The Sequence Radar #885: Last Week in AI: Models, Games, and the Future of Evaluation
New model releases, new agents and a soccer cup.

TL;DR
- OpenAI released GPT 5.6 with Sol, Terra, and Luna models, emphasizing tiered intelligence for different market needs and a phased-access strategy focused on safety and control.
- Anthropic introduced Claude Tag, a feature that allows users to structure prompts and responses with semantic markers, facilitating better context tracking and evolving human-AI interaction towards structured collaboration.
- General Intuition raised $320M to develop 'large action models' trained on action-labeled gameplay data, viewing video games as a rich substrate for embodied AI.

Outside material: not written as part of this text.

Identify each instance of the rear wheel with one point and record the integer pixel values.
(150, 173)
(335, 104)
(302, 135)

- The LayerLens Stratix Cup demonstrated a new method of AI evaluation through a soccer tournament, where models competed by writing their own strategies and adapting in real-time.
- The article notes a shift in AI development from chatbots to more organism-like systems that sense, plan, act, fail, and adapt.
- Research papers covered include Autodata for synthetic data generation, iLLaDA for large language diffusion models, evaluations of agent memory systems (MEMPROBE), Qwen-AgentWorld for general agents, and Tapered Language Models.
- Recent AI tech releases include GPT 5.6 Sol, Claude Tag, and Mistral OCR.
- Several AI companies received significant funding, including Patronus AI ($50M), General Intuition ($320M), Netris ($15M), and Groq ($650M).